In [9]:
def get_average_consensus(starts_all_programs, bp_lists_all_programs):
    avg_consensus = []
    #starts with a list of locations from a single predictor ("predictor A") 
    for idx1, program1_starts in enumerate(starts_all_programs):
        #retrieves the bp_lists from predictor A
        program1_bp_lists = bp_lists_all_programs[idx1]
        program1_consensus_scores = []
        #takes a second list of locations (from a different predictor, "predictor B")
        for idx2, program2_starts in enumerate(starts_all_programs):
            #checks to make sure that predictor A and B are not the same
            if idx1 != idx2:
                #retrieves the bp_lists from predictor B
                program2_bp_lists = bp_lists_all_programs[idx2]
                #generates a list of scores for predictor A and how well its bp_lists agree with predictor B
                consensus_scores = get_consensus_scores(program1_starts, program1_bp_lists, 
                                                        program2_starts, program2_bp_lists)
                program1_consensus_scores.append(consensus_scores)

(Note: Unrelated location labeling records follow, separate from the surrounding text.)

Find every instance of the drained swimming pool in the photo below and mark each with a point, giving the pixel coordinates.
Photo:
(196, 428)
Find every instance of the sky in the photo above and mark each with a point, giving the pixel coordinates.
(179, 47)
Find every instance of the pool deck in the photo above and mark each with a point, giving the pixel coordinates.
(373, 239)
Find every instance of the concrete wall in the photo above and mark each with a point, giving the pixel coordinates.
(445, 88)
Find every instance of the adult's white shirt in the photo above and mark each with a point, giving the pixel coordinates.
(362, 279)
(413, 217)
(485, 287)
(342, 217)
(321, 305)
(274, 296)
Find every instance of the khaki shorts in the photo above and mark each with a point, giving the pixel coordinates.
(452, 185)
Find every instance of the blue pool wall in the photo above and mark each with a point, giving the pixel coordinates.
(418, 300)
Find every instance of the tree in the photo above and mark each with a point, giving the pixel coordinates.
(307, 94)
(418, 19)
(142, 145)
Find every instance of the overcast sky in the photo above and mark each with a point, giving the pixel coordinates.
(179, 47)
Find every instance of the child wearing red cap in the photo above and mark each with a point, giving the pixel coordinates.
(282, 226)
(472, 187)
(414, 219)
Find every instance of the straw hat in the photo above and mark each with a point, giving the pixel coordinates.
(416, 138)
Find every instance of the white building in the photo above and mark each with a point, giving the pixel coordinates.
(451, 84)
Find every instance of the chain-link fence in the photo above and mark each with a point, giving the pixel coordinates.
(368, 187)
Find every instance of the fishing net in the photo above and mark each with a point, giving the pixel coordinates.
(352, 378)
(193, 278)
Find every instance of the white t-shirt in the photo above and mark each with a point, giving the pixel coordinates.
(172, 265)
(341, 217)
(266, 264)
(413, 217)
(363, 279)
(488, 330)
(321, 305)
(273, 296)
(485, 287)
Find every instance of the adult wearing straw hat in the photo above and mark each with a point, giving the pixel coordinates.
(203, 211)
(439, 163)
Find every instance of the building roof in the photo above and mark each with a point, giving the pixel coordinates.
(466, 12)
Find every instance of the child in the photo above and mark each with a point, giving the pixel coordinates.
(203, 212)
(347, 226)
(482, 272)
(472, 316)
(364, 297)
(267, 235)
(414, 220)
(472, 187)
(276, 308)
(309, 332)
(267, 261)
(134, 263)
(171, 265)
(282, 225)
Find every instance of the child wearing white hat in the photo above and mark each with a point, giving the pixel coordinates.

        program1_avgs = []
        # now, the three scores generated for pk1 from predictor A are averaged together into a single score for pk1
        for i in range(len(program1_consensus_scores[0])):
            window = []
            for program in program1_consensus_scores:
                window.append(program[i])
            avg_score = sum(window)/len(window)
            program1_avgs.append(avg_score)
            
        # the list program1_avgs contains the final averaged scores for pk1, pk2, and pk3
        avg_consensus.append(program1_avgs)
        
    return avg_consensus

def get_consensus_scores(program1_starts, bp_lists1, program2_starts, bp_lists2):
    scores = []
    for i, start1 in enumerate(program1_starts):
        for idx, start2 in enumerate(program2_starts):
            if start1 == start2:
                # retrieves consensus score for that structure
                bp_list_score = compare_bp_lists(bp_lists1[i], bp_lists2[idx])
                scores.append(bp_list_score)
    return scores

def compare_bp_lists(bp_list1, bp_list2):
    bp_list_score = 0
    for bp1 in bp_list1: 
        for bp2 in bp_list2: 
            if bp1 == bp2: 
                bp_list_score += 1
        # divide by total number of base pairs in bp_list1 to normalize results
    score = 0
    if len(bp_list1) == 0:
        score = score + (bp_list_score/1)
    else:
        score = score + (bp_list_score/len(bp_list1))
    return score

In [3]:
import pandas as pd

predictorA_starts = [0, 100, 200]
predictorA_dotbracket = ['.((.[[.))..]]', '.((.[..))...]', '((.[[[..))]]]']
predictorA_bplist = [[[1,8],[2,7],[4,12],[5,11]], [[1,8],[2,7],[4,12]], [[0,9],[1,8],[3,12],[4,11],[5,10]]]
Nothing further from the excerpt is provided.